# Math Help - Proving with the Archimedean principle

1. ## Proving with the Archimedean principle

Hey all,

(this is my first post so bear with me haha)

I have to use the Archimedean principle (For every real number x, there is an integer n such that n > x) to prove this:

For every positive real number q, there is a positive integer N such that 1/n < q for every integer n >= N.

Now, my response to this was:

Because of the Archimedean Principle, there will always be an n greater than q. Thus when n >= N, 1/n < q because as n gets larger, it will reach infinity, and approach 0. Since q > 0, and n > q, 1/n < q.

Did I do this right? If not, how can I prove this with the AP? Thanks for the help!

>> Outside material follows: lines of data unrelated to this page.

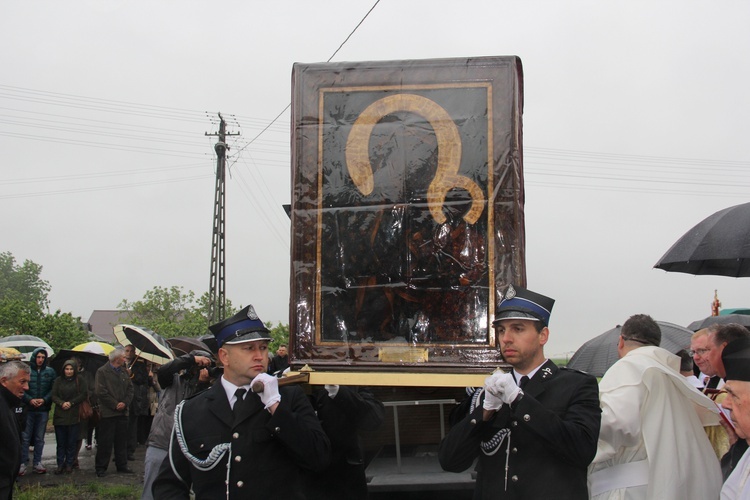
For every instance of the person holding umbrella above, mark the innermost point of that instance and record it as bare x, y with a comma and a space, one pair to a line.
179, 379
638, 456
736, 361
139, 376
233, 442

2. You must have the completeness axiom or some equivalent to prove the first.
If $\mathbb{N}$ is bounded above then there is a least upper bound $K$.
But $(K-1) so $\left( {\exists n \in \mathbb{N}} \right)\left[ {K - 1 < n \leqslant K} \right]\; \Rightarrow \;K < \left( {n + 1} \right) \in \mathbb{N}$.
That is a clear contradiction. Thus $\left( {\forall x \in \mathbb{R}} \right)\left( {\exists n \in \mathbb{N}} \right)\left[ {x < n} \right]$.

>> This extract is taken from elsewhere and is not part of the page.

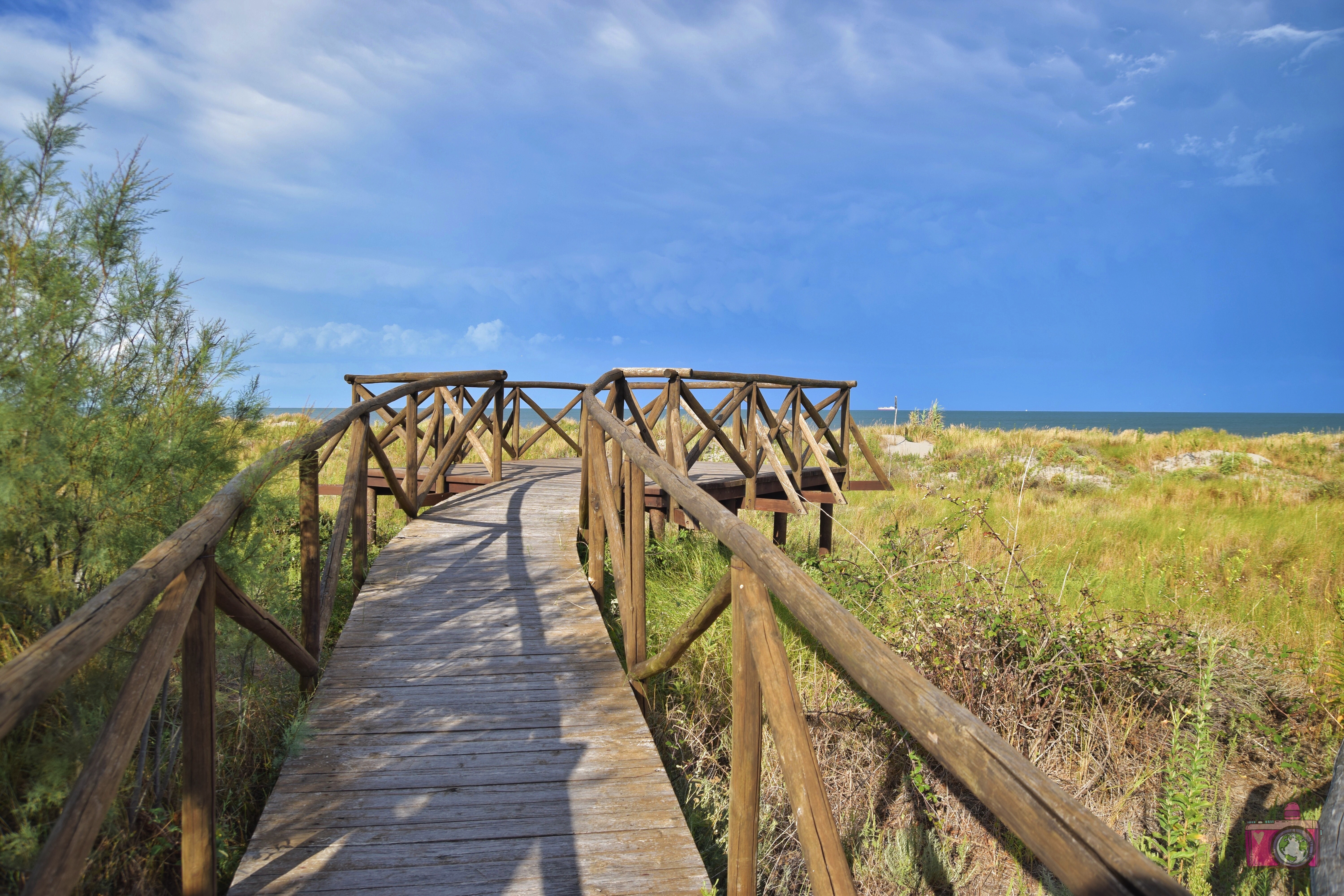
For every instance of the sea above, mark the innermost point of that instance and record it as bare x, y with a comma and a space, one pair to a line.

$q \in \mathbb{R}^ + \; \Rightarrow \;\frac{1}{q} \in \mathbb{R}^ + \; \Rightarrow \;\left( {\exists n \in \mathbb{N}} \right)\left[ {\frac{1}{q} < n} \right]\; \Rightarrow \;\frac{1}{n} < q$

3. I don't understand what you mean by there is a least upper-bound K. My teacher explained that:

1/q > 0

N > 1/q

Now, need to show that if n>= N, then 1/n < q

Bear in mind that this is meant to be a simpler homework assignment. Could you maybe explain the contradiction a bit more? And what you meant by least upper-bound K? Thanks a lot!

NOTE:

To clear something up in my original post, N is an integer, not the realm of Natural numbers.

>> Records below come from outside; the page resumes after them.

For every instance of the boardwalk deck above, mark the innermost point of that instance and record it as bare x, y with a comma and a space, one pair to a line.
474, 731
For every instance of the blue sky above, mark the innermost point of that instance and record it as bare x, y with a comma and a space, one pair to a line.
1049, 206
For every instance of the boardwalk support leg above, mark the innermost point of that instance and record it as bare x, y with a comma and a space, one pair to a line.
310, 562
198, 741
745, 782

4. Originally Posted by teacast
I don't understand what you mean by there is a least upper-bound K. My teacher explained that:
1/q > 0
N > 1/q
Now, need to show that if n>= N, then 1/n < q
Bear in mind that this is meant to be a simpler homework assignment. Could you maybe explain the contradiction a bit more? And what you meant by least upper-bound K?
If your class material does not include any discussion of least upper bounds (completeness of the real numbers) then I would say that the class is not ready for this problem. Actually we have a very sad situation here. Your teacher is sincere in wanting the class to understand the ideas involved here. BUT without be basics there is no way to fully understand this concept. I fear that you teacher, no matter good intentions, may not understand the fundaments. A classroom teacher, like a physicians, have an obligation to do no harm.

On the other hand, if your teacher gave you an axiom that says that the natural numbers are not bounded above then the proof I gave you above still works.

In any case, you can discuss the with the educational administrator in your area.